Saints in the Bible have had miraculous recoveries from prisons and other difficult situations. But for Dr. Ben Carson, the darling saint of the Republican Party, the Creator of the Universe personally intervened back during Carson’s first year at Yale University and sent Carson the answers to a critical chemistry test.
Now Doctor Ben Carson is one more loon who will compete for the 2016 GOP presidential nomination for president. Dr. Carson is never shy about relating how the Creator sent him lifeline answers for a critical quiz, and recently spoke again about the event during the National Day of Prayer.

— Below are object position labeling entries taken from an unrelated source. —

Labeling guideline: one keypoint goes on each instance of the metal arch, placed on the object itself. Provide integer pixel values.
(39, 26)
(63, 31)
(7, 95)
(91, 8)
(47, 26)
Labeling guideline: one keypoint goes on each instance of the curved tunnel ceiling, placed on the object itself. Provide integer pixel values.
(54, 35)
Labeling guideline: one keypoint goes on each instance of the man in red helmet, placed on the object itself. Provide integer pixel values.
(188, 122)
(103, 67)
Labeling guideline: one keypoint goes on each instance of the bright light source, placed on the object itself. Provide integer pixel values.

Dr. Carson informed the prestigious members in attendance about how he, Carson, had been a lazy student, unwilling and not interested in studying. As a result, he rapidly found out that his grades were slipping. After barely clawing his way above water, Carson then called on the help of the Almighty in receiving vital crib notes for a chemistry quiz in the form of a Biblical-style dream.
After the omnipotent spirit that governs the entire universe’s last minute critical intervention, Carson was able to hang onto his position at Yale. He then went on to graduate, and now holds a slew of academic honors from prestigious institutions.
Sorry, but there’s only so many nuts I can handle in my trail mix. There’s no way a guy this loony tunes should ever get anywhere near the Oval Office. I know, because God told me that in a dream last night.